週末かけて、美学会を聴きに東京へ。最終的にいろいろと考えるヒントをもらって有意義な三日間だった気がする。
 最終日のパネルディスカッションで、平田オリザの話を聞いて妙に興奮した。(社会の最底辺における)平和と尊厳を守る最後の防衛線としてのアート。後退戦を生き残るツールとしての文化。そんなキーワードに胸が熱くなっている。変な話だ。自分がフランスの何に惹かれているのか。(二十歳の時に初めてパリで二週間を過ごしたときに、そこで出会った素敵な女性に連れられて見に行ったのはイラン音楽の舞台だった。)美術館って何なんだろう。小学校の頃とかに親に連れられてた子供劇場の舞台を思い出したり、いつまでもうまくならなくてもだれも聞いていなくても弾きたくなるピアノのことを考えたり。ここへきてなお、西洋美術史の研究で頂点を目指すという考えに馴染めないのはなぜか。

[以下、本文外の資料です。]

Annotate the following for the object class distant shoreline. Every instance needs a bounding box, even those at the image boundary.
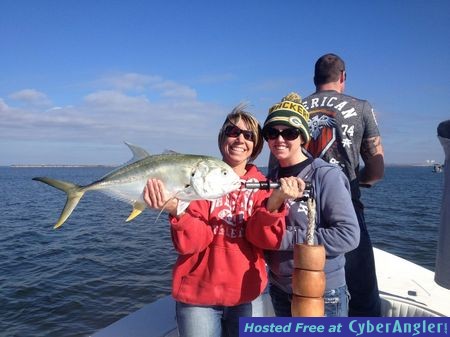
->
[9,164,118,168]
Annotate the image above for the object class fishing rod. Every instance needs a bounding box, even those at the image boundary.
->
[244,180,312,201]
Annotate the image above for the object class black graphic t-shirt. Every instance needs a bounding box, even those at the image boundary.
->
[303,90,380,201]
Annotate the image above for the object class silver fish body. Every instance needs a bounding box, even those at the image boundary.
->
[33,144,241,228]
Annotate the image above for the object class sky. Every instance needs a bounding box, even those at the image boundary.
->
[0,0,450,166]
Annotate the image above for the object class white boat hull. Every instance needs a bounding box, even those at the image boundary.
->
[92,248,450,337]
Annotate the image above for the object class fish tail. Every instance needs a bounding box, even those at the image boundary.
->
[33,177,85,229]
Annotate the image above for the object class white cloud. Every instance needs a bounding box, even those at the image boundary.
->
[0,74,228,162]
[9,89,51,106]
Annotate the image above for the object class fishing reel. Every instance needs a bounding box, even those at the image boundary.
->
[244,180,312,201]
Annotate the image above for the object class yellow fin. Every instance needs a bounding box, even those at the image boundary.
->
[125,203,145,222]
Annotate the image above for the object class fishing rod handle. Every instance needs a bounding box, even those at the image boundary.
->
[245,180,311,191]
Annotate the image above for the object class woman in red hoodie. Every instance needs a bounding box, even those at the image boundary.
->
[144,105,305,337]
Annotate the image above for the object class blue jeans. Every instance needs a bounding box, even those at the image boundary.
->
[345,204,381,317]
[269,284,350,317]
[176,302,252,337]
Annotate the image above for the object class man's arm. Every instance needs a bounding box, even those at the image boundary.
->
[359,136,384,186]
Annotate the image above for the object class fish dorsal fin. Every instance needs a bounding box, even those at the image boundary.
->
[163,150,180,154]
[99,142,150,180]
[125,202,145,222]
[124,142,150,164]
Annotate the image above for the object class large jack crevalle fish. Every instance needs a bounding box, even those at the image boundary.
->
[33,143,241,228]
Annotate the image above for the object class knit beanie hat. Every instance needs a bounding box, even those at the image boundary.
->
[263,92,311,143]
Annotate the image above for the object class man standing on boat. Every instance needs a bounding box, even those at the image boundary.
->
[303,54,384,317]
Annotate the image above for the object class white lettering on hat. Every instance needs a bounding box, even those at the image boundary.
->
[289,116,303,128]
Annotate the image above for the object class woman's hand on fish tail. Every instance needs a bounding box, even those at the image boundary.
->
[143,179,178,215]
[267,177,306,212]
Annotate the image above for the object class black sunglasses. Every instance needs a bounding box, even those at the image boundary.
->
[264,128,300,140]
[223,125,255,142]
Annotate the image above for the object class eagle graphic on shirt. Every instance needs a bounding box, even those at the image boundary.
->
[306,110,336,158]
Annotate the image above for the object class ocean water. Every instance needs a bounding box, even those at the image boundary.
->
[0,167,443,337]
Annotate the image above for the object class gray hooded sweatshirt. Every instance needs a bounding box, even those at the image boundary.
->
[266,158,359,294]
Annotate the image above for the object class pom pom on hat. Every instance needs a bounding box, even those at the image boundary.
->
[263,92,311,143]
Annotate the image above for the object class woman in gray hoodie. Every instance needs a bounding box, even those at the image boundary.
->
[263,93,359,317]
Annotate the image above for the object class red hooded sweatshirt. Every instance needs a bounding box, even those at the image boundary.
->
[170,165,286,306]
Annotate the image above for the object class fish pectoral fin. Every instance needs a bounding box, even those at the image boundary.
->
[177,200,190,214]
[125,202,145,222]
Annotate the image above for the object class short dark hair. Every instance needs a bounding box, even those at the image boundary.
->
[217,103,264,162]
[314,53,345,86]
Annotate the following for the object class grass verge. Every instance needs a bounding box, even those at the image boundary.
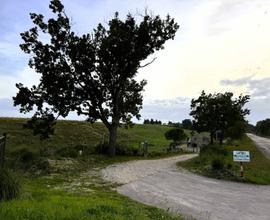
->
[0,157,181,220]
[178,136,270,184]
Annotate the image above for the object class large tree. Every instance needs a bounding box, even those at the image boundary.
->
[190,91,250,144]
[14,0,179,155]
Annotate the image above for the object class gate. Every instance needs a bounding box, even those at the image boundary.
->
[0,134,7,168]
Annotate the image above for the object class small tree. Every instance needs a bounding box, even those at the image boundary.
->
[164,128,187,143]
[190,91,250,144]
[255,118,270,136]
[14,0,179,155]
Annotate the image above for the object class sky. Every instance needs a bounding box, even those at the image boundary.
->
[0,0,270,124]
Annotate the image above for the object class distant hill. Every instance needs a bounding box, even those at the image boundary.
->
[0,118,191,153]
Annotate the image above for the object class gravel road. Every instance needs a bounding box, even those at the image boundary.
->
[102,152,270,220]
[247,134,270,158]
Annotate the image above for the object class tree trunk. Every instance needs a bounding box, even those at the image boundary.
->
[219,132,223,145]
[109,125,117,156]
[210,131,214,144]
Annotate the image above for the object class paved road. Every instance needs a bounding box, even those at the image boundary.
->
[102,155,270,220]
[247,134,270,158]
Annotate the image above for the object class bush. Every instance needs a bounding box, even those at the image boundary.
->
[95,142,140,156]
[211,159,224,170]
[56,147,79,158]
[19,148,35,163]
[0,169,20,201]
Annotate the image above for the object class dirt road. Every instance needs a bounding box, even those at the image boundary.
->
[102,155,270,220]
[247,134,270,159]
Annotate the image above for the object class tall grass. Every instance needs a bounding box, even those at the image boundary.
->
[178,136,270,184]
[0,169,20,201]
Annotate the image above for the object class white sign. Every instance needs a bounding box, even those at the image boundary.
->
[233,151,250,162]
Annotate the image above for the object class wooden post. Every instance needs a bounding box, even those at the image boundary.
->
[0,133,7,168]
[240,162,244,178]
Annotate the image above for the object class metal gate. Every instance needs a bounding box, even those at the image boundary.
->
[0,134,7,168]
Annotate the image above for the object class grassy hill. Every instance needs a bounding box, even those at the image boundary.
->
[0,118,182,220]
[0,118,188,156]
[178,135,270,185]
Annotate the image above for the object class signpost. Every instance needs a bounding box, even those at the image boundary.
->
[233,151,250,177]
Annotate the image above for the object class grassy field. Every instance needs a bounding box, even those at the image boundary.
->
[178,136,270,184]
[0,118,188,156]
[0,157,181,220]
[0,118,186,220]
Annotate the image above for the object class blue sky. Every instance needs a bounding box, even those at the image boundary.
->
[0,0,270,123]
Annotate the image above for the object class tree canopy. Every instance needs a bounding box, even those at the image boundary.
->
[14,0,179,155]
[190,91,250,143]
[255,118,270,136]
[182,119,193,129]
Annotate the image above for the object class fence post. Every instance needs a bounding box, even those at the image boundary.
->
[0,133,7,168]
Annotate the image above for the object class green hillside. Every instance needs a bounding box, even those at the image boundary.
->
[0,118,182,220]
[0,118,188,156]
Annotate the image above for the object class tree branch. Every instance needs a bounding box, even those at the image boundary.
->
[139,57,157,68]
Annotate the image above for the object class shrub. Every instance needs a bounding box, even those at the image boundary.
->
[56,147,79,158]
[0,169,20,201]
[227,163,232,170]
[211,159,224,170]
[164,128,187,142]
[95,142,139,156]
[19,148,35,163]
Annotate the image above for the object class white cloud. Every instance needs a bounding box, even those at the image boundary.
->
[0,67,39,99]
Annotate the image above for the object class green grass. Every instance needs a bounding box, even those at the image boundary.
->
[0,118,189,153]
[178,136,270,184]
[0,118,182,220]
[0,175,180,220]
[0,155,182,220]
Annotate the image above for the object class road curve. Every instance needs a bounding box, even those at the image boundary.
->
[102,155,270,220]
[247,133,270,158]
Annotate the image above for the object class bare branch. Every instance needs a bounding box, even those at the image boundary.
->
[139,57,157,68]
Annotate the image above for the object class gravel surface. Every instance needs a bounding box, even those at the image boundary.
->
[102,150,270,220]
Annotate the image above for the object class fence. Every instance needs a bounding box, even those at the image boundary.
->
[0,134,7,168]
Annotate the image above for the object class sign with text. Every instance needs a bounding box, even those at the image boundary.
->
[233,151,250,162]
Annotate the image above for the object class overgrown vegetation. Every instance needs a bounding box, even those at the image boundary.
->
[178,135,270,184]
[0,156,181,220]
[0,168,20,201]
[13,0,179,156]
[0,118,184,220]
[254,118,270,137]
[0,118,189,157]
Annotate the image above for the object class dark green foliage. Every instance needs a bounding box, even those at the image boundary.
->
[14,0,179,155]
[143,118,162,125]
[211,158,224,170]
[164,128,187,142]
[19,148,35,163]
[182,119,192,130]
[95,142,141,156]
[226,121,246,140]
[0,169,20,201]
[255,118,270,136]
[190,91,250,143]
[55,147,79,158]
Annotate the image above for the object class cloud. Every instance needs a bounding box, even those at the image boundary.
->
[221,75,270,124]
[221,75,270,99]
[141,97,190,122]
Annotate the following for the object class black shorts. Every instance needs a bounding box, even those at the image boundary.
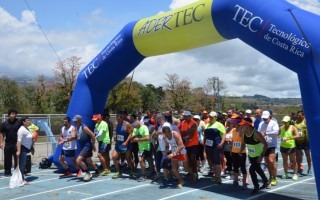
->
[98,142,111,154]
[60,149,76,158]
[280,147,296,154]
[206,147,223,165]
[197,144,204,160]
[186,145,198,157]
[264,147,277,156]
[139,151,152,159]
[79,146,93,159]
[296,142,310,151]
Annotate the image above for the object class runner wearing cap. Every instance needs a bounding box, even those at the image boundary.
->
[258,111,279,186]
[239,118,269,194]
[203,111,226,184]
[162,123,187,188]
[180,111,199,183]
[92,114,111,176]
[280,116,300,181]
[131,120,156,182]
[72,115,99,181]
[58,117,81,177]
[112,112,135,179]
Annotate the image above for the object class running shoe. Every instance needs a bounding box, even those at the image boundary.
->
[60,170,73,177]
[292,174,298,181]
[160,179,169,187]
[232,181,239,187]
[259,182,269,190]
[129,171,136,178]
[112,172,122,179]
[101,169,111,176]
[137,176,147,182]
[250,188,260,195]
[83,172,92,181]
[77,169,82,177]
[177,182,183,189]
[271,178,278,186]
[281,173,288,179]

あるいは、幸運な偶然で再開したひとからの、こせこせ巧いこと周りを調整しながらやりたいことやる術は広い意味では人文知の中にあるという(もっと格好よくまとめたいものだ)、また眼を開かれるような指摘。
 ばらばらの刺激が連想に連想を呼んで自分の中におぼろげにひとつの像を結びつつある予感がする。